Helen, a detainee, told Bail for Immigrant Detainees (BID) the experience had a real impact on her one-year-old son. “He was a very happy child, but when we left detention the second time he just started withdrawing…He becomes aggressive. He wasn’t eating, he was that thin.”

The pilot study found such experiences were widespread in detention centres. All eleven children seen by the psychologist reported symptoms of depression and anxiety since being detained.

The children told of feeling disorientated, confused and frightened by their new environment. One child experienced the return of Post Traumatic Stress Disorder first brought on by his experiences of war.

Most of the 20 children who were seen by the paediatrician were also suffering physical symptoms including pains, headaches, coughing and vomiting after being held in detention.
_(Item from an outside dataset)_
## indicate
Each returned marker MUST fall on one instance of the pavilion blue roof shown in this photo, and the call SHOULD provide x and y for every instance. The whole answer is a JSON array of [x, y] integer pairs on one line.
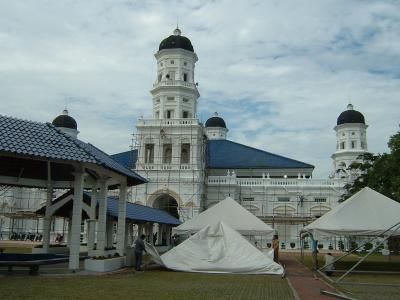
[[44, 141], [108, 161], [127, 158], [225, 154], [40, 140], [141, 213]]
A two-year-old child was admitted to hospital suffering pneumonia. Eight of the children in detention lost weight including a two year old and a nine year old who both lost more than 10 percent of their body weight.
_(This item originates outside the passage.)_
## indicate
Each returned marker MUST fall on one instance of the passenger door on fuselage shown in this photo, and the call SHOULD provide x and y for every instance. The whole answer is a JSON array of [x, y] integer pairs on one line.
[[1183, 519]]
There is currently no time limit on the detention of children and Home Office statistics show that one in three children are held for more than a month.

The UN Committee on the Rights of the Child in 2008 concluded the UK government should “intensify its efforts to ensure that detention of asylum-seeking and migrant children is always used as a measure of last resort and for the shortest appropriate period of time”.

The Children’s Society and BID have joined forces to campaign for an end to the detention of children for immigration purposes under the banner of OutCry! with funding from Diana, Princess of Wales Memorial Fund.

The OutCry! says the government’s use of detention is wholly disproportionate and there is no evidence that families are systematically at risk of absconding if they are not detained.

Amanda Shah, Assistant Director of Policy at BID said: “In our view the logical next step is for the government to immediately end the immigration detention of children and their families – a practice we believe to be a national scandal.”